Lars sempre foi o líder por detrás do Metallica, o cara seguiu a vida sendo filho de família pródiga em poder aquisitivo superior e de família europeia. Hoje, com 57 anos, ele não precisa provar nada para ninguém, sim, de fato ele fez tudo que podia quando jovem, e assim, após um tempo de drogas, estradas, e riquezas ainda maiores, Lars desenvolveu um teor de fora da concepção normal, saindo da técnica e não tendo mais evolução e sim parando no tempo.

Mas enfim, com os primeiros discos ele trouxe algo intenso, dois bumbos, batidas fortes, e agilidade, sua técnica foi melhor executada em ...And Justice for All e Black Album. Lars sempre teve problemas de tempos musicais, ele atravessa e perde o rumo, algo que ao vivo não teve conserto até hoje. Mas no estúdio melhorou em Master of Puppets, pois o metrônomo, a mando do produtor, foi algo bem impiedoso com baterista.

Lars, não desenvolveu sua técnica da noite para o dia, e sim quando chegou em 1988, trouxe uma evolutiva forte com tempos alternados e afins, mas, com o andar do tempo em 1991, ele foi obrigado a fazer aulas de bateria e reaprender a tocar de forma mais ampla e mantendo a técnica de antes.

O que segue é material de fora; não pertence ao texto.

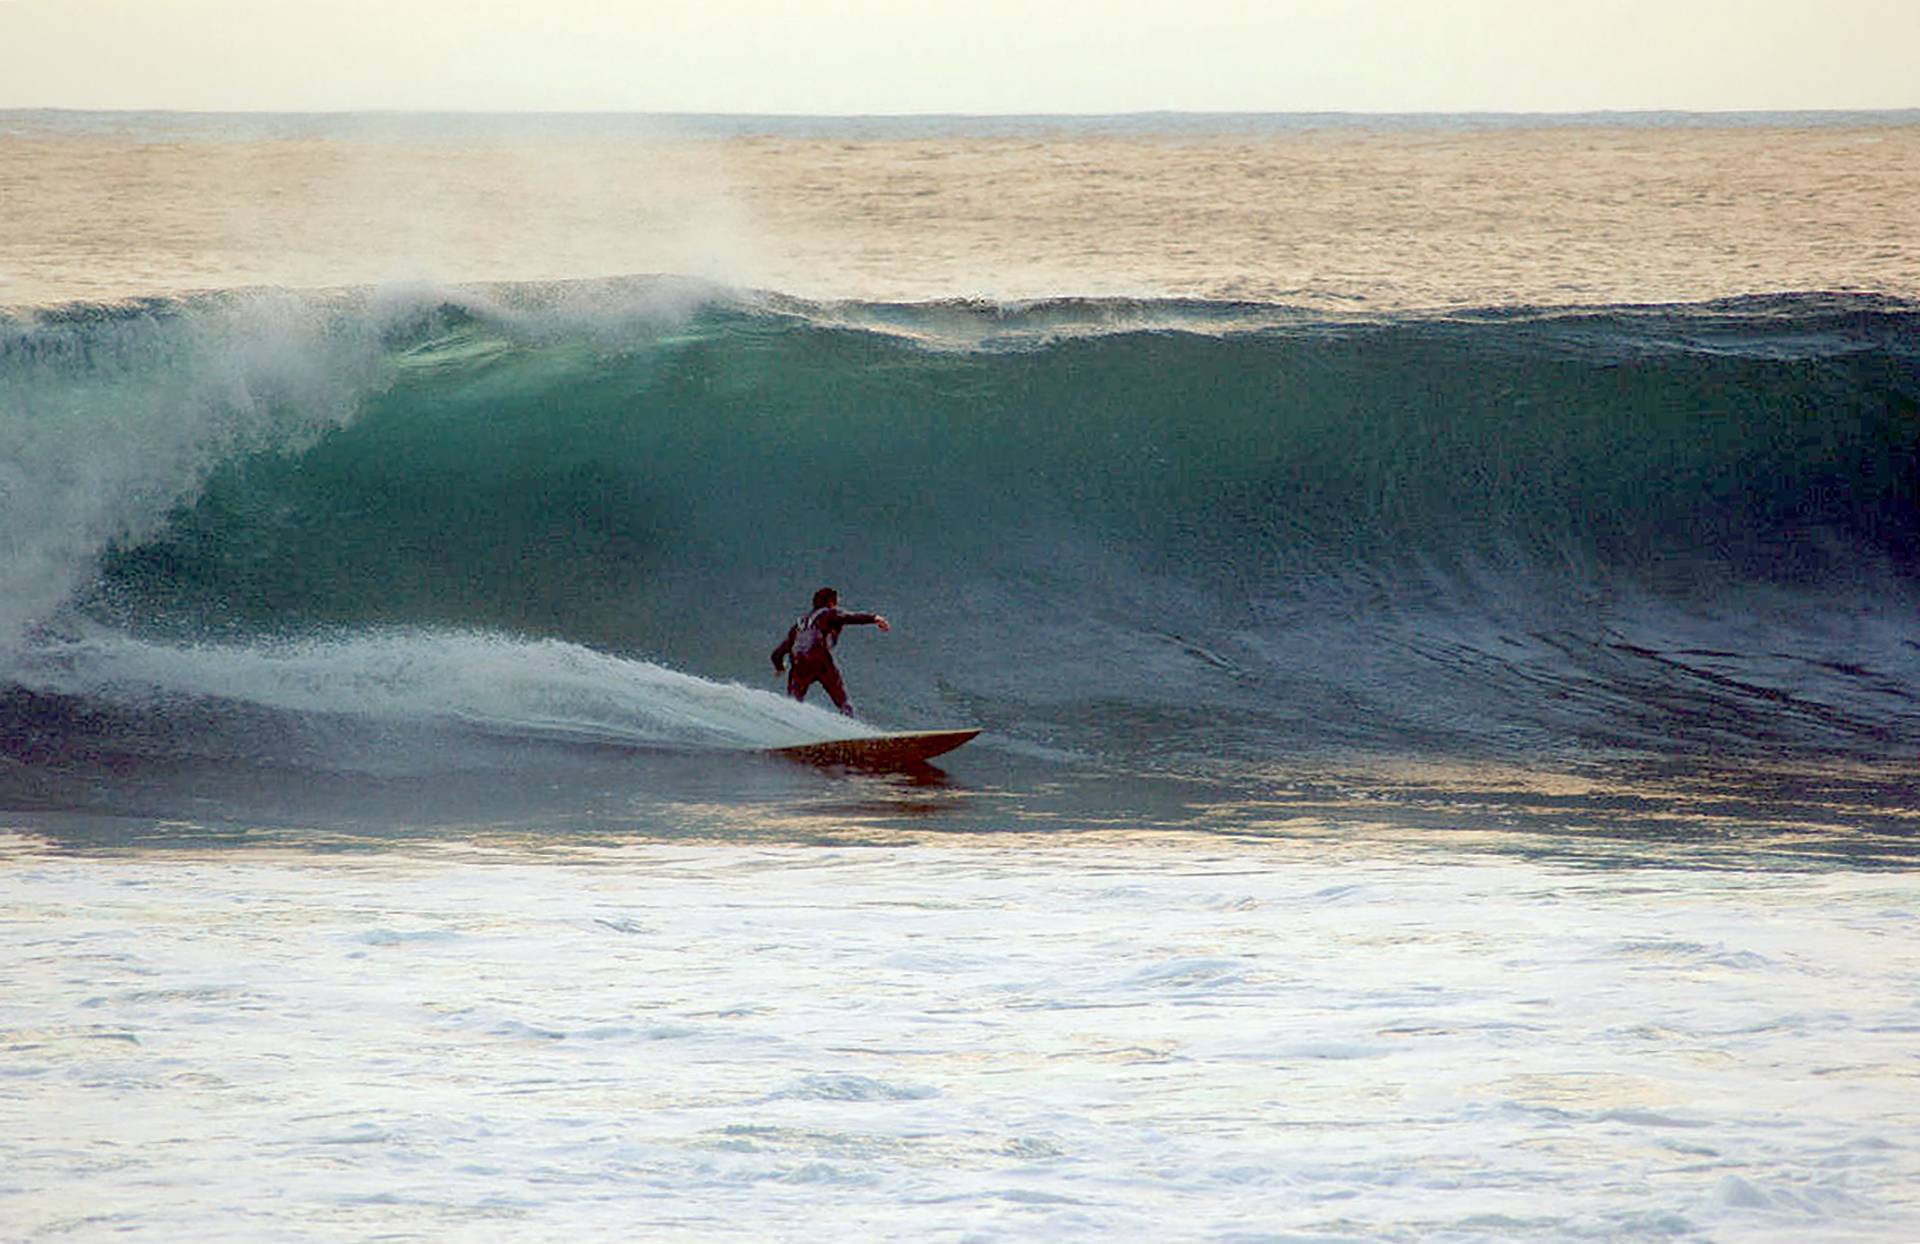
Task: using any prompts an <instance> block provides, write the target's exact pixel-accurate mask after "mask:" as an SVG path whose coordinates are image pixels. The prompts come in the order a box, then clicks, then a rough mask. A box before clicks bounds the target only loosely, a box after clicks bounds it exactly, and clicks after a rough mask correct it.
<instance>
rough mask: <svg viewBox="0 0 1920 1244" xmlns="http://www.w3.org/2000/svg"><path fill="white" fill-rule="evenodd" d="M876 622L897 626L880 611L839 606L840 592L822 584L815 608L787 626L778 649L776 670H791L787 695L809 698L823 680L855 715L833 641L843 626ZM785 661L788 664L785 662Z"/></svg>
mask: <svg viewBox="0 0 1920 1244" xmlns="http://www.w3.org/2000/svg"><path fill="white" fill-rule="evenodd" d="M868 622H872V624H874V626H877V628H879V630H893V628H891V626H887V620H885V618H881V616H879V614H858V612H849V610H845V609H841V607H839V593H837V591H833V589H831V587H822V589H820V591H816V593H814V607H812V610H808V612H804V614H801V618H799V622H795V624H793V626H789V628H787V637H785V639H781V641H780V647H778V649H774V672H776V674H780V672H781V670H785V674H787V695H791V697H793V699H799V701H803V699H806V691H808V689H810V687H812V685H814V683H820V685H822V687H826V689H828V695H829V697H831V699H833V706H835V708H839V710H841V712H845V714H847V716H852V703H849V701H847V685H845V683H841V678H839V666H835V664H833V645H835V643H839V632H841V628H843V626H866V624H868ZM783 662H785V664H783Z"/></svg>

Agora, sendo honesto, a bateria de Load não deixa a desejar, o que ocorre em pior seria que quando a banda seguiu anos em frente, Lars deixou de tocar até mesmo o básico ao vivo. Cansado, cheio de dinheiro e muito além de um músico de Heavy, o mesmo deixou tudo para todas as obras do passado.

Se vocês ouvirem as obras da banda ao vivo em bootleg, vão ver atravessadas homéricas, em momentos que nem imaginamos, o que trouxe um Lars sem humildade e uma falta de bom senso, apesar de ser um baterista bem considerado. Parte de gostos pessoais, mas eu ainda defendo o Lars até o Load como a um baterista muito bom.

Lars veio da época em que Maiden, Judas e Angel Witch eram suas fontes e o que depois veio formar outras influências com o contato com Mercyful Fate. Mas acabou por se tornar um músico que fica entre o bom e mediano para os fãs e críticos.